EA Exam Score 100: How Many Questions Missed?
July 11, 2026 · 3 min read
In short
If you got a 100 on EA Exam Part 1 under the prior Prometric 40–130 scale (used through Feb 2026), you did not pass because the passing score on that scale was 105. But you also cannot convert that 100 into an exact number of missed questions because the SEE has always used a scaled score, not a simple raw percentage. (For the 2026–27 PSI cycle the scale is 200–800 with 500 to pass.)
If you got a 100 on EA Exam Part 1 under the prior Prometric 40–130 scale (in effect through Feb 2026), you did not pass because the passing score on that scale was 105. (For the 2026–27 PSI cycle the scale is 200–800 with 500 to pass.) But you also cannot convert that 100 into an exact number of missed questions because the IRS uses a scaled score, not a simple raw percentage.
Why a 100 Score Doesn’t Equal a Set Number Wrong
Under the prior Prometric system (through Feb 2026), the Enrolled Agent exam was scored on a scaled range from 40 to 130, with 105 to pass. (PSI's 2026–27 cycle uses a 200–800 scale with 500 to pass.) That means your final score is not a direct “you got X out of 100 correct.”
Why? Because different exam forms can vary slightly in difficulty. Scaled scoring is used to make scores comparable across different versions of the test. So even if two candidates both score 100, they may not have missed the exact same number of questions.
That’s the key point: there is no reliable formula to reverse-engineer a scaled score into an exact number of missed questions.
What a 100 Usually Means
A 100 is still close enough to passing that your base knowledge is probably stronger than you think. It usually suggests one or more of these happened:
- You knew a lot of the material but had weak spots in a few topics
- You lost points to rushing or second-guessing
- Test anxiety affected otherwise familiar questions
- Time management hurt you late in the exam
That’s especially common during busy season. Many EA candidates are studying while preparing returns, managing clients, and working full-time. A near-passing score often says more about exam execution than lack of ability.
What to Do Before Your Retake
Instead of trying to estimate how many questions you missed, focus on what will move your score above the passing mark (500 on PSI's current 200–800 scale) next time.
A practical retake plan:
- Review your weak content areas from Part 1, especially topics you hesitated on.
- Practice under timed conditions so you get used to making decisions without spiraling.
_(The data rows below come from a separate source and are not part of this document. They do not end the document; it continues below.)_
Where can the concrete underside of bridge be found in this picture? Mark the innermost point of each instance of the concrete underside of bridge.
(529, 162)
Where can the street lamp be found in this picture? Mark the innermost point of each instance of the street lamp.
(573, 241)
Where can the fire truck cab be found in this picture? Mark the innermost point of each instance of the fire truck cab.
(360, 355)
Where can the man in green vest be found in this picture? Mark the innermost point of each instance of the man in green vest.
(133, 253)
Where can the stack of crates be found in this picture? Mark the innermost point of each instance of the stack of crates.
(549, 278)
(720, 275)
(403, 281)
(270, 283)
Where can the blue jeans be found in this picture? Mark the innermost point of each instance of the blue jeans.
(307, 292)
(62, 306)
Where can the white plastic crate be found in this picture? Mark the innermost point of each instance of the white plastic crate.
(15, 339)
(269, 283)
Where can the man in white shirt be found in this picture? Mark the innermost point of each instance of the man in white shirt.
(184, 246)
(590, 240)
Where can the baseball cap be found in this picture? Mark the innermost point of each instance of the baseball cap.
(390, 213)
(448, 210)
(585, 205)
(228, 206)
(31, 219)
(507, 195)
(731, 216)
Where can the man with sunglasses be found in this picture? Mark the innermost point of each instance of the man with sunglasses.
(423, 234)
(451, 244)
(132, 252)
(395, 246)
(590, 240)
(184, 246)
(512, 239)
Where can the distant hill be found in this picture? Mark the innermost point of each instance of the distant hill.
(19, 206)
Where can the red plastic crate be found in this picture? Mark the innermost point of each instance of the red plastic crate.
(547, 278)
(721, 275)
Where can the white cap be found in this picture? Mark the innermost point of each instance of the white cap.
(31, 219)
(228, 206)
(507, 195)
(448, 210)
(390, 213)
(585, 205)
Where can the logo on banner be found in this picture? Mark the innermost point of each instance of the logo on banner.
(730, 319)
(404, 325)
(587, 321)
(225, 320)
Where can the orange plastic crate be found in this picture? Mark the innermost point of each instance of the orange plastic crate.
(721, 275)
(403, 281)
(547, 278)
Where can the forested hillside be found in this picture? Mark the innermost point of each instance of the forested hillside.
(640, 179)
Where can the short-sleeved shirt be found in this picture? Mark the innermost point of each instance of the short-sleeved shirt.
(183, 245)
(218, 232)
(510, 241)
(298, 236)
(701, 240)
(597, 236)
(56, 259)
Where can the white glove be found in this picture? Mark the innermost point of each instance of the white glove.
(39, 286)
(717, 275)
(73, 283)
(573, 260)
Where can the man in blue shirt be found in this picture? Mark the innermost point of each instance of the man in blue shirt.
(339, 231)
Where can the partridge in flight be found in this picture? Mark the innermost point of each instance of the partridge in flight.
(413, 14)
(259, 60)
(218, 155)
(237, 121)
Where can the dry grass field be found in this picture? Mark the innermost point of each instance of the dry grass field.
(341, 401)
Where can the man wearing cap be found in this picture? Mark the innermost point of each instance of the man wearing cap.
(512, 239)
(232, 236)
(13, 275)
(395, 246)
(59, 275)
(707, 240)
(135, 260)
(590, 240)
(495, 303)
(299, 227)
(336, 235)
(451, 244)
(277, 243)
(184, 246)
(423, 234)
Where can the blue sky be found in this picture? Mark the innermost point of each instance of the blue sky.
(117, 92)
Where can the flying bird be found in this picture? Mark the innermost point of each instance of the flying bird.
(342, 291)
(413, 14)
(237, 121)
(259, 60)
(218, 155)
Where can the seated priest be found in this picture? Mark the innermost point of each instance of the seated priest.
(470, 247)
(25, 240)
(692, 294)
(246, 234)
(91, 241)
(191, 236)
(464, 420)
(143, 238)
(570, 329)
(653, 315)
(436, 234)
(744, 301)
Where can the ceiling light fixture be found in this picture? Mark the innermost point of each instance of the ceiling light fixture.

- Work mixed-question sets instead of only reviewing notes.
- Slow down on easy questions just enough to avoid avoidable errors.
- Expect anxiety and plan for it with a pacing strategy.
One note on the example in the source post: gift tax questions can be tricky because tax-year amounts can change, so on the actual exam always answer based on the facts and year presented in the question.
If you’re preparing for a retake, targeted practice can help more than rereading. Enrolled Angel at enrld.com has Part 1 practice questions, mock exams, and spaced review that are useful for tightening up weak areas while studying around work.
Practical Takeaway
You can’t know exactly how many questions a 100 means you missed on the EA exam. What you can know is that a 100 is within reach of passing, and with better timing, calmer decision-making, and focused review, your next attempt can look very different.